Indeed, the Biden administration has generally played down the extent of Iran’s malign behavior, in an effort, coordinated with the European Union to restore the 2015 Iranian nuclear deal, which Donald Trump left in 2018.

On Thursday, Israel’s Defense Minister, Benny Gantz, denounced Iran in very strong terms for its support for Palestinian Islamic Jihad (PIJ), with which Israel fought a three-day battle a week ago.

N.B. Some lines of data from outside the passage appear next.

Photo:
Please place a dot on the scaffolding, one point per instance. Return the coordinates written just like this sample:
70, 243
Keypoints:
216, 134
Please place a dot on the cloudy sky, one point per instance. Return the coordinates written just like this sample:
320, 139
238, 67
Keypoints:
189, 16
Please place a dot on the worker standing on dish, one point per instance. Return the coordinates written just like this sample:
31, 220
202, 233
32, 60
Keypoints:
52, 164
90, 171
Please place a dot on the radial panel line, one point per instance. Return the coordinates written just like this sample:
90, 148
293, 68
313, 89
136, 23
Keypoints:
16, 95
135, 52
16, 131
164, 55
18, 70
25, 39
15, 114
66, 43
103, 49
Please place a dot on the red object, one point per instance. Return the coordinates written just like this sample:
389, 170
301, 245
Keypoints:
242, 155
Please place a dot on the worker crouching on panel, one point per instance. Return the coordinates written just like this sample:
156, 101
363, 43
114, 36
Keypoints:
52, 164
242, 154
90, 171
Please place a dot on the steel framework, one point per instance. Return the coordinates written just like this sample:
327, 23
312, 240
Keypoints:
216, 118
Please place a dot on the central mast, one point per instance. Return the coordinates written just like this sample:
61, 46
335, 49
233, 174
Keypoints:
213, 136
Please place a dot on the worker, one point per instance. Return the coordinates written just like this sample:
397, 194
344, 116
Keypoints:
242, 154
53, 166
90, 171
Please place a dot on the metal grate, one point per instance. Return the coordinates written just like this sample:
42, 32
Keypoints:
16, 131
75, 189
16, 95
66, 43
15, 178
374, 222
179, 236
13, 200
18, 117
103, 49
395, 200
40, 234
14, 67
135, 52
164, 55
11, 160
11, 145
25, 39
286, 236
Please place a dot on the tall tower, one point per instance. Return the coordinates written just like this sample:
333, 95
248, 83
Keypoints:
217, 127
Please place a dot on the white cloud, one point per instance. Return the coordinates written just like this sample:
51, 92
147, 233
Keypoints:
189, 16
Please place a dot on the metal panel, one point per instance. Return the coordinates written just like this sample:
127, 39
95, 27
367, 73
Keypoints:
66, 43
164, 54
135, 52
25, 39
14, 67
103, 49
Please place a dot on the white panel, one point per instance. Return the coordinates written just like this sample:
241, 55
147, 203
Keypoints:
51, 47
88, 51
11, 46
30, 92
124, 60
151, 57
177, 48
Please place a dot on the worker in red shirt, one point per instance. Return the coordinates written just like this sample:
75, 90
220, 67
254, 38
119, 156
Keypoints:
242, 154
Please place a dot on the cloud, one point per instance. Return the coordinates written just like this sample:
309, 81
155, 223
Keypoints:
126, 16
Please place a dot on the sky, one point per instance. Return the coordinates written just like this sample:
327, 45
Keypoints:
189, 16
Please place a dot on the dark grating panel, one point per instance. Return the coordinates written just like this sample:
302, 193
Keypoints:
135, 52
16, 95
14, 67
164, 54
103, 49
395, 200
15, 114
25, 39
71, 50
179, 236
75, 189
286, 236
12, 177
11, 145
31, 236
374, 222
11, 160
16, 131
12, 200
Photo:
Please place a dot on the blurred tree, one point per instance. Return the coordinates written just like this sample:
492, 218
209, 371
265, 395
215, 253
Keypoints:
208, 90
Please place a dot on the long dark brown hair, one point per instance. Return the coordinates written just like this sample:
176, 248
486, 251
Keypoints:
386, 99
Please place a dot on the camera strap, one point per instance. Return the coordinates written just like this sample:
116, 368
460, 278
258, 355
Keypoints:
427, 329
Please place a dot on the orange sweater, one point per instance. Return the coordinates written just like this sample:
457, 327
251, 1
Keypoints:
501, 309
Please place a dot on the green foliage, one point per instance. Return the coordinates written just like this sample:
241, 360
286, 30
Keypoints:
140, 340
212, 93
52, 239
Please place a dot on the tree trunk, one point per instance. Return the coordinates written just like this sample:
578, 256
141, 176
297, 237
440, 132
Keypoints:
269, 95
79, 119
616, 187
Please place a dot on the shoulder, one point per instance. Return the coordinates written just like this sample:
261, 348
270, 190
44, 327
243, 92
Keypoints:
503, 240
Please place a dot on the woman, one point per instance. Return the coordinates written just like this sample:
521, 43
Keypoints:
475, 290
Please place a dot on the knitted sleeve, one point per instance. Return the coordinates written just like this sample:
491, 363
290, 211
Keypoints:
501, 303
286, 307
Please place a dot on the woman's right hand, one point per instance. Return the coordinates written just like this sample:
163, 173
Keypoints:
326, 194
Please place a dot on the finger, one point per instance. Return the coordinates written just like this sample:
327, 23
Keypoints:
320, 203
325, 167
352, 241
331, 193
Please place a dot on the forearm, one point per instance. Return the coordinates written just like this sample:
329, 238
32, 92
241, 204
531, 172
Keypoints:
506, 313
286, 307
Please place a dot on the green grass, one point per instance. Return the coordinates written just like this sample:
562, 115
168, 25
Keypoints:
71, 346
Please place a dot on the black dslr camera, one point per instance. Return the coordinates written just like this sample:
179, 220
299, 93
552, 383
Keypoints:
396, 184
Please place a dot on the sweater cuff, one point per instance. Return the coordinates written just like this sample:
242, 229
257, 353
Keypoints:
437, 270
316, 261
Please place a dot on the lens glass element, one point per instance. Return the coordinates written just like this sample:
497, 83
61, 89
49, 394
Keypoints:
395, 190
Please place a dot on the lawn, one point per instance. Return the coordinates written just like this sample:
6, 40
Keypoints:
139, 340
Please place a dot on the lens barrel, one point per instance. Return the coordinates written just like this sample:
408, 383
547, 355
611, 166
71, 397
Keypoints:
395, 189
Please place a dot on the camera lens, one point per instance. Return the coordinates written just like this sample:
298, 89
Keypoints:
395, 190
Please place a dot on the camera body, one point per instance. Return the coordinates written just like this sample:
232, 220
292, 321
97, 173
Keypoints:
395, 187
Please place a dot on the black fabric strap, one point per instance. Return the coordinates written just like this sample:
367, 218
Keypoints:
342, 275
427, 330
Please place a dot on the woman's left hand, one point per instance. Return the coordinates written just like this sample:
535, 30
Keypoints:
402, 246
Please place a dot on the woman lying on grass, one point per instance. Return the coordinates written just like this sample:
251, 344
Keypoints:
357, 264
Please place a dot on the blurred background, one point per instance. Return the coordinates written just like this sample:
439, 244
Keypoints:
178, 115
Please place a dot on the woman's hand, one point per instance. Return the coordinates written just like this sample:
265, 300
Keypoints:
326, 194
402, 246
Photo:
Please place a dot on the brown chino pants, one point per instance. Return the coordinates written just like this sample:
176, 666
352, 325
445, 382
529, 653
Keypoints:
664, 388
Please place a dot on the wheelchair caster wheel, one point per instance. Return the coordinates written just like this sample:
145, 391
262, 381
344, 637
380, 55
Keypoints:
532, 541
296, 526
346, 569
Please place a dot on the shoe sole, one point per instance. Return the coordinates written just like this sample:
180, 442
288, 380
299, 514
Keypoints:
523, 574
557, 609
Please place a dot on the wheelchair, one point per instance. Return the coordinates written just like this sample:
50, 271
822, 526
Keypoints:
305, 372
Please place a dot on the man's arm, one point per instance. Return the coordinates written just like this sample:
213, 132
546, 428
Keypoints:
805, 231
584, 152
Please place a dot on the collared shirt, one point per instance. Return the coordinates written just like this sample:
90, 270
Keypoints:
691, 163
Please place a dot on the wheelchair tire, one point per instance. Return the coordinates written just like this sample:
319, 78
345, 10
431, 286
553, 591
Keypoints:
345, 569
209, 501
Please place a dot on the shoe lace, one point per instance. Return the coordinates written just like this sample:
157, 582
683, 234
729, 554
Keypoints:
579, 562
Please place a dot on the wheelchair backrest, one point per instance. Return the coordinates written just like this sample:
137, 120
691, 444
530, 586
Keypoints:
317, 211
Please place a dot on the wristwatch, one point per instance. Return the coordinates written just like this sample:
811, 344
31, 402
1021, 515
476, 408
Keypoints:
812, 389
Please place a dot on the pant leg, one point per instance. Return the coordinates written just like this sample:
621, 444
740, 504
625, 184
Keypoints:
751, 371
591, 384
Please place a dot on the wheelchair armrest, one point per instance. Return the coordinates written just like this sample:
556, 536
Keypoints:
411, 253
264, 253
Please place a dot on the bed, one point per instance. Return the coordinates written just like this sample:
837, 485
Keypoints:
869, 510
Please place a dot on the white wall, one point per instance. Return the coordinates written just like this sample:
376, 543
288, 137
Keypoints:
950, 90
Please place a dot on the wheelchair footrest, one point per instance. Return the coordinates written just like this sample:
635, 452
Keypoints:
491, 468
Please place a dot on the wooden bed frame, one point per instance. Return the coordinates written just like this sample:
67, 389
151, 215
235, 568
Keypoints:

PIJ gets substantial support from Iran, and Gantz denounced the terrorist group, which fired nearly 1,200 rockets and missiles at Israel in that brief conflict, as “a violent Iranian proxy.”

Later on Thursday, Kurdistan 24 asked the State Department’s Principal Deputy Spokesperson Vedant Patel, if the U.S. agreed with Gantz’s description of the relationship between Iran and PIJ.

Read More: US continues to blame Iran for stalemate on nuclear deal—but still willing to conclude agreement

Patel’s response was tepid. “The United States is under no illusions about Iran’s destabilizing activities throughout the region,” he said. “If Iran wants to show it can be a responsible actor, now is the time for it to play a constructive role in the region.”

“That position seems unlikely to have much impact in Iran,” is how Kurdistan 24 summarized the situation.